Install BlackLab standalone on MacOS (by Dirk Roorda)
This guide was written by Dirk Roorda for the CLARIAH project General Missives project. This is a slightly edited (top heading, other heading levels) archived version; the original can be found here. It is licensed under the MIT license.
About
This document describes how to install a working Blacklab server and client on a standalone machine running macos.
TOC
- Prerequisites
- Requirements
- Java
- Tomcat
- Run Tomcat
- Manage TomCat
- Set up managers
- Blacklab
- File organization
- Explanation
- Server
- Configure
- Example corpus
- Deploy within TomCat
- Test the query tool
- Client
- File organization
Prerequisites
Requirements:
- macos 10.15.7 or higher (Catalina), earlier probably works as good
- Commandline tools installed (part of XCode)
xcode-select --install - HomeBrew (a macos package manager)
JAVA
We use Homebrew to install a Java Development Kit (JDK), from an open source, using a mechanism of HomeBrew that is optimized for large binaries.
brew update
brew tap homebrew/cask
brew cask install adoptopenjdk
java -versionResults in:
openjdk version "15" 2020-09-15
OpenJDK Runtime Environment AdoptOpenJDK (build 15+36)
OpenJDK 64-Bit Server VM AdoptOpenJDK (build 15+36, mixed mode, sharing)TOMCAT
We install both TomCat and its native library, in order to get access to SSL.
brew install tomcat
brew install tomcat-nativeWe get a notification:
In order for tomcat's APR lifecycle listener to find this library, you'll
need to add it to java.library.path. This can be done by adding this line
to $CATALINA_HOME/bin/setenv.sh
CATALINA_OPTS="$CATALINA_OPTS -Djava.library.path=/usr/local/opt/tomcat-native/lib"

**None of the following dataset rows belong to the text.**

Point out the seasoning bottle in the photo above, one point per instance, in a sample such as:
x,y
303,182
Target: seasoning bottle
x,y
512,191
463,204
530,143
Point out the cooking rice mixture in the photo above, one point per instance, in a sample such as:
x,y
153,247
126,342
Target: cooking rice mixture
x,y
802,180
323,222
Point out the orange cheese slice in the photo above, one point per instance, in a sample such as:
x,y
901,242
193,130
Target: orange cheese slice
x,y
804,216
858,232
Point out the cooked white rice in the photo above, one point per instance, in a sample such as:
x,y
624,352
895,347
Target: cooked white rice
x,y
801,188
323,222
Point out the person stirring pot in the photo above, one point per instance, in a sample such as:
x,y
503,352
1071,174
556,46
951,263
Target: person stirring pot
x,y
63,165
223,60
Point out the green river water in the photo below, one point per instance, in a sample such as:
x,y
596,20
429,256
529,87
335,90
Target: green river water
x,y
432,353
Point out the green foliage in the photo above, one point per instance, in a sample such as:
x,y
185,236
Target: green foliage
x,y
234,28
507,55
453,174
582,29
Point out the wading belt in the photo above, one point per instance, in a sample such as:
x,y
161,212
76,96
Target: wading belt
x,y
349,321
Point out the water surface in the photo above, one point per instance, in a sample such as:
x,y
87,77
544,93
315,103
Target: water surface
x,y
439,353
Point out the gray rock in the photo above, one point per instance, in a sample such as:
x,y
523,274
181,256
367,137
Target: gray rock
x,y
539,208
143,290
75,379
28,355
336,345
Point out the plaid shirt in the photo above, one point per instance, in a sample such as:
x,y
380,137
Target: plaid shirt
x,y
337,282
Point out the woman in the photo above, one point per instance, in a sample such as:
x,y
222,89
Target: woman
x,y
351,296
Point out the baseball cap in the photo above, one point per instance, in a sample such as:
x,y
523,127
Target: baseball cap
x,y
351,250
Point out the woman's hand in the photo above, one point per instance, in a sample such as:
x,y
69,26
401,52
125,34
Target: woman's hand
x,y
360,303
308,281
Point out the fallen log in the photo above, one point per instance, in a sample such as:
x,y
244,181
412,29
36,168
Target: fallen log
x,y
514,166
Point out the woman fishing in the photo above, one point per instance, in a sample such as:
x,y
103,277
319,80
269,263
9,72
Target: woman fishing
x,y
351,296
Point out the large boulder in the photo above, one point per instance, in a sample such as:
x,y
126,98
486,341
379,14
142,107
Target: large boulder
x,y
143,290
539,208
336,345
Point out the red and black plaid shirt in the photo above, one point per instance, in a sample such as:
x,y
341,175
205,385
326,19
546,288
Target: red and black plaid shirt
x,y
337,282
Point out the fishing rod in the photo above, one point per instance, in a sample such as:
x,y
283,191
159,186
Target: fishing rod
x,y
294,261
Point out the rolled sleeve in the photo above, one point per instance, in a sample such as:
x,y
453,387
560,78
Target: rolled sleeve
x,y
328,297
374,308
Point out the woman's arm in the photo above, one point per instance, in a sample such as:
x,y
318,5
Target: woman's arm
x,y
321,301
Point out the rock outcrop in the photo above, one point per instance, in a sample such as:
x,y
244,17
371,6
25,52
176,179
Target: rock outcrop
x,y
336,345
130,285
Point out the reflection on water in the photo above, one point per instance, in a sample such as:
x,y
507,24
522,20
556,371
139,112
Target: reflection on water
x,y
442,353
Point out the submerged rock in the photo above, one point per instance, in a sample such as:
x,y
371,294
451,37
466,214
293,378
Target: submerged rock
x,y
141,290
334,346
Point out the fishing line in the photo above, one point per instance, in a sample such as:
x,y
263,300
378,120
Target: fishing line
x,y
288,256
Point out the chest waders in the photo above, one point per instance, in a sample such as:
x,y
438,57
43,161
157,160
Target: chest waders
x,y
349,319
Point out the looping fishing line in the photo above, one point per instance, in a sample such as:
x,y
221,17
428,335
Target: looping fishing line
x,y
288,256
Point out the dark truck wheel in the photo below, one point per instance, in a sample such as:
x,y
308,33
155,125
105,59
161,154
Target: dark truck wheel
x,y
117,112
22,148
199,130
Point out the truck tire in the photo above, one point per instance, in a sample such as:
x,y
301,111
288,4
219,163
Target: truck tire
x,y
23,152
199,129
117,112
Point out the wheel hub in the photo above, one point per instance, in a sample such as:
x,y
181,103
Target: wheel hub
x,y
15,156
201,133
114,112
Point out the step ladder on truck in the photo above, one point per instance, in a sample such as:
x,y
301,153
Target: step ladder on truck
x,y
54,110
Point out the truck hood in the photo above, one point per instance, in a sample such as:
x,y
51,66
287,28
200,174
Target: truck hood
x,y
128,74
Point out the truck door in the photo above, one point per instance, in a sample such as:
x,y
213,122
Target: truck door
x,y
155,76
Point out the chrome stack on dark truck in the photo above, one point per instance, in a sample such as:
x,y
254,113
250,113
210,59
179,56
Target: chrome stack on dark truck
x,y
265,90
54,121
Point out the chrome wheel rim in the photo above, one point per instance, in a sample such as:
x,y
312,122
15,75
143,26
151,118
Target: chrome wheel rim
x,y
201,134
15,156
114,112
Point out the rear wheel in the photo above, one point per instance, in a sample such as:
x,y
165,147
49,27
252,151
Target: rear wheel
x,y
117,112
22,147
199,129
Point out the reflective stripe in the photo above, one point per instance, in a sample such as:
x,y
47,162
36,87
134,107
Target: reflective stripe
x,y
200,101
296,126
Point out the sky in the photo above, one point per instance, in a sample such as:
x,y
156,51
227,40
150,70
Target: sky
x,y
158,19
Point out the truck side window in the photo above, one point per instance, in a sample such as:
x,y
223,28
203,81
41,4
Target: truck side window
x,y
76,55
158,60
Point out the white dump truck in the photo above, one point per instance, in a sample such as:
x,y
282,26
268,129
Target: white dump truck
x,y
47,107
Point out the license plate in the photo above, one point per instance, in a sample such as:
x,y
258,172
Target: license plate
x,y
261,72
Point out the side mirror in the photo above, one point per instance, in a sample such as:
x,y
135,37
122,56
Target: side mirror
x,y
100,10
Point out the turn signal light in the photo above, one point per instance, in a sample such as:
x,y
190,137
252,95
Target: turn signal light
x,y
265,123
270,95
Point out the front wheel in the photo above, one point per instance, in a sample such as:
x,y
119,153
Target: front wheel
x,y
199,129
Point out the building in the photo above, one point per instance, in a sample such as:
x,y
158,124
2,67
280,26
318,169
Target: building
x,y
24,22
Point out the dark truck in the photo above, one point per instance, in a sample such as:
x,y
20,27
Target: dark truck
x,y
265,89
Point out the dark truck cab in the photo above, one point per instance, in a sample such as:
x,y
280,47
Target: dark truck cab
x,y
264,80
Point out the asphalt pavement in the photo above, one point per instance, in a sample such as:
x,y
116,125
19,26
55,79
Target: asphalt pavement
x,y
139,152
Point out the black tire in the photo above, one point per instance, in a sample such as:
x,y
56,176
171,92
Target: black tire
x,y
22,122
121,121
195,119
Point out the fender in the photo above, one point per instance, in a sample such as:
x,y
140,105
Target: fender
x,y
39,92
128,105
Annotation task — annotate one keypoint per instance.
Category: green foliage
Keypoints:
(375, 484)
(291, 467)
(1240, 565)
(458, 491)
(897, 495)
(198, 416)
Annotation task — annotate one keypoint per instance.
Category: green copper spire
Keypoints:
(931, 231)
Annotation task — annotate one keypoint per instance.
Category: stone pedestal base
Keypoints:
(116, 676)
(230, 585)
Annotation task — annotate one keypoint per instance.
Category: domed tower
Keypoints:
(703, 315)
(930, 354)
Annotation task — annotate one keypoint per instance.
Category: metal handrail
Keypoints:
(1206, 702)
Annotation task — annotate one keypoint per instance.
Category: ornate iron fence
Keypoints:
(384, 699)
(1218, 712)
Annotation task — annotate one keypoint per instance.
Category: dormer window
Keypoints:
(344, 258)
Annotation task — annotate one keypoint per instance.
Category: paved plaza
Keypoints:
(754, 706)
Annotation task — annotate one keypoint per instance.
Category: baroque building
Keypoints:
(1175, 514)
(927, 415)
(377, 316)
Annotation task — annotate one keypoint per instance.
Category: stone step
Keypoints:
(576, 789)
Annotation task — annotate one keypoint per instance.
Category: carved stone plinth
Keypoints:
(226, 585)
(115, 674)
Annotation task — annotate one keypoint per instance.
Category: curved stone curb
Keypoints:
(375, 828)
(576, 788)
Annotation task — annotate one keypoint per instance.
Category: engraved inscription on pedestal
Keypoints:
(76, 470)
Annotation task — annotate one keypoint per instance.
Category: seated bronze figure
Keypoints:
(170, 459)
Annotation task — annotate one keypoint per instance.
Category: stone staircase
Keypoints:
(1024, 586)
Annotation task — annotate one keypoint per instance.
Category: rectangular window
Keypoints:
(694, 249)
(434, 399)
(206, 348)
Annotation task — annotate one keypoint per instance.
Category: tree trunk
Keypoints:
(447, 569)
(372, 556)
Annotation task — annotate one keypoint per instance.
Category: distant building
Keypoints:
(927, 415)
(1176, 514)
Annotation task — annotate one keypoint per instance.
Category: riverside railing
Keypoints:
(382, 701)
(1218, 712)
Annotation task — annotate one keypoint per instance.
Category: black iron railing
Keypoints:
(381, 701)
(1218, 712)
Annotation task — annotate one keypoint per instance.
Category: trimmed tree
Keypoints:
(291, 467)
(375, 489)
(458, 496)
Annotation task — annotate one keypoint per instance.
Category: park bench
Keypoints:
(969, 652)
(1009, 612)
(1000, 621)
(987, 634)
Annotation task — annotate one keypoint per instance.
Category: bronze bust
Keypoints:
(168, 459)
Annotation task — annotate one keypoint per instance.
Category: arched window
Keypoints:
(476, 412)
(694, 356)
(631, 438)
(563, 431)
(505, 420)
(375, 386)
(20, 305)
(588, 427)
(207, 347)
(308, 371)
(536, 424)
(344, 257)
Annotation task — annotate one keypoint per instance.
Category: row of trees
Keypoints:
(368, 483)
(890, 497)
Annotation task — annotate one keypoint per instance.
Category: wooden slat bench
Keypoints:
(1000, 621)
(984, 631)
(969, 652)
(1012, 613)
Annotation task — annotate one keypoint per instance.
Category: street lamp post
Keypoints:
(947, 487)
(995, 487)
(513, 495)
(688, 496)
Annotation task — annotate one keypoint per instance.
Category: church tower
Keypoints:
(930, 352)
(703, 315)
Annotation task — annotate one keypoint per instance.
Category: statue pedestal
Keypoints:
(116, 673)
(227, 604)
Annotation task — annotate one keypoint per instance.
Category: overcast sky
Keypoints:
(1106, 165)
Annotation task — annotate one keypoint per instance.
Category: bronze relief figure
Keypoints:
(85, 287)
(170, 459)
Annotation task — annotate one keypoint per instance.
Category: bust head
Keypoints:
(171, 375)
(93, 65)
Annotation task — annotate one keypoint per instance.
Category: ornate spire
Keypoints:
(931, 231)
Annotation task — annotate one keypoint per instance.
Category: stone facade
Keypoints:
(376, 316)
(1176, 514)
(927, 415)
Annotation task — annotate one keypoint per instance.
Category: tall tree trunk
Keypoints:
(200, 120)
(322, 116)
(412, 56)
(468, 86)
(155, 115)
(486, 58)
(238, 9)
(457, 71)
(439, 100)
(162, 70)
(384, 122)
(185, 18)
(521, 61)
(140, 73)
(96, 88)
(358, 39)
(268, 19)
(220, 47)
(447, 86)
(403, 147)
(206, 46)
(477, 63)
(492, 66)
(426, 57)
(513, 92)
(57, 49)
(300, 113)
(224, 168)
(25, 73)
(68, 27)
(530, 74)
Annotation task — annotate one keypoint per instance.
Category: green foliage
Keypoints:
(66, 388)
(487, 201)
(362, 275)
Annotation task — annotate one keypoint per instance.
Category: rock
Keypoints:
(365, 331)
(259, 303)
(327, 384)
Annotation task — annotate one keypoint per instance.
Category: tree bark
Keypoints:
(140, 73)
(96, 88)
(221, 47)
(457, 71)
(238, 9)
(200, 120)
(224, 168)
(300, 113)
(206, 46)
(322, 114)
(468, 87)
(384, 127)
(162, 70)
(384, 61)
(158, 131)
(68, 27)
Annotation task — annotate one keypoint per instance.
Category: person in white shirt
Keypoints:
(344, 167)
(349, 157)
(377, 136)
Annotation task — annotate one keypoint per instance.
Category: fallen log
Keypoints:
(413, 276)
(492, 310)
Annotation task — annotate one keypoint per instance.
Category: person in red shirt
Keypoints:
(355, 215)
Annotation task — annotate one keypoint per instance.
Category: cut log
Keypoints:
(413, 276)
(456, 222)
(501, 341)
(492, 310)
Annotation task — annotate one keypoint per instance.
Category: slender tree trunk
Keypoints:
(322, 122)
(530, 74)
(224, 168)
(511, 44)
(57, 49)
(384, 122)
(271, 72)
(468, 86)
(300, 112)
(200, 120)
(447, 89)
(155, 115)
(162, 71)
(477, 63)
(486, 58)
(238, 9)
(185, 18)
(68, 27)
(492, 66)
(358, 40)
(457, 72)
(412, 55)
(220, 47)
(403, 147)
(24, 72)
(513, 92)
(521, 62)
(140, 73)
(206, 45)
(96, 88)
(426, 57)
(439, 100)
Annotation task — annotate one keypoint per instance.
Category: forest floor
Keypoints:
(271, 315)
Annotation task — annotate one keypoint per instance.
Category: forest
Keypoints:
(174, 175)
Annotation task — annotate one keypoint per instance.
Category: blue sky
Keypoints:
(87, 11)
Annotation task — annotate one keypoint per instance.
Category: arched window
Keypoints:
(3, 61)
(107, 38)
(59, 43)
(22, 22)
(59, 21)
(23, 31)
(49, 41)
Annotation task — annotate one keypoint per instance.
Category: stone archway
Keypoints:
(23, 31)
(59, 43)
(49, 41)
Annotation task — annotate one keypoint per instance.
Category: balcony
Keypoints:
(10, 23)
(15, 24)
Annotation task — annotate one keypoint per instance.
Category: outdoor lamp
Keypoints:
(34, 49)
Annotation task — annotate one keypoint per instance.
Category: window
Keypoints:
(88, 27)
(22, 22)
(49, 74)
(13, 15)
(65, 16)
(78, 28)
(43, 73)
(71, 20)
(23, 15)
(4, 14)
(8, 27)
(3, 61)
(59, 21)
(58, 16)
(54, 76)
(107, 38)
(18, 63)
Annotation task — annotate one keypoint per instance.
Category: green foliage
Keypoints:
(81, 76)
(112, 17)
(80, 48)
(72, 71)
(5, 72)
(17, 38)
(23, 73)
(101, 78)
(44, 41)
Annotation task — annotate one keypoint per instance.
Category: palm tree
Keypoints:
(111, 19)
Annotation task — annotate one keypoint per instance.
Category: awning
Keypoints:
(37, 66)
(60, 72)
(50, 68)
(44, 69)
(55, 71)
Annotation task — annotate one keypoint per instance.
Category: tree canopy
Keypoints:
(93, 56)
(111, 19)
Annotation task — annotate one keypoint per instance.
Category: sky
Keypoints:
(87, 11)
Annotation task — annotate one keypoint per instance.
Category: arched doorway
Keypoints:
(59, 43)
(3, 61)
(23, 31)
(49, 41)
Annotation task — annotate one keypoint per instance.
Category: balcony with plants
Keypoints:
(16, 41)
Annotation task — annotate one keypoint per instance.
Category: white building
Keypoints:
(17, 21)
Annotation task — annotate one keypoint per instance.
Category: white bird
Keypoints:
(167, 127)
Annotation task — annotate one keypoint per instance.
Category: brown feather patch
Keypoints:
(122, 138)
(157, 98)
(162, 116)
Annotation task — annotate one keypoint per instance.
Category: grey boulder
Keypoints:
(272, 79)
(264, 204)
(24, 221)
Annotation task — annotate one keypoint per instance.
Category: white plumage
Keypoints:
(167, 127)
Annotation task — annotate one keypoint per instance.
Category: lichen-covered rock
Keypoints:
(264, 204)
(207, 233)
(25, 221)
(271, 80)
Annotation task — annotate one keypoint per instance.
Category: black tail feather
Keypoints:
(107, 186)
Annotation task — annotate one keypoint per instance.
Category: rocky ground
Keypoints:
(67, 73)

If $CATALINA_HOME/bin/setenv.sh doesn't exist, create it and make it executable.N.B This CATALINA is a code name for TomCat and has nothing to do with the current
macos version 10.15, also named Catalina.
OK, it appears that
CATALINA_HOME is /usr/local/Cellar/tomcat/9.0.40/libexec
although there is no CATALINA_HOME visible to the shell.
You can either set such a variable and use it in the ocmmands below, or spell
the value out.
It seems that it is not needed to set this variable for TomCat to work.
Depending on whether you have chosen to set CATALINA_HOME in your shell
say either
vim $CATALINA_HOME/bin/setenv.shor
vim /usr/local/Cellar/tomcat/9.0.40/libexec/bin/setenv.shand add the line
CATALINA_OPTS="$CATALINA_OPTS -Djava.library.path=/usr/local/opt/tomcat-native/lib"Then
either
chmod ugo+x $CATALINA_HOME/bin/setenv.shor
chmod ugo+x /usr/local/Cellar/tomcat/9.0.40/libexec/bin/setenv.shRun TOMCAT
There are several ways to run TomCat:
As a service that starts when the Mac starts:
brew services start tomcatManually
catalina runand stop it by Ctrl-C.
As a background process:
catalina startand stop it with
catalina stopSee also
catalina -hManage TOMCAT
In the browser, navigate to
You should see a page that says that you have successfully installed TomCat.
Set up managers
See the users in
cd /usr/local/Cellar/tomcat/9.0.40/libexec
vim conf/tomcat-users.xmland add the lines
<role rolename="manager-gui"/>
<user username="dirk" password="dirk" roles="manager-gui"/>where you can replace dirk and dirk by whatever you like.
Blacklab
To see what Blacklab is, see blacklab intro.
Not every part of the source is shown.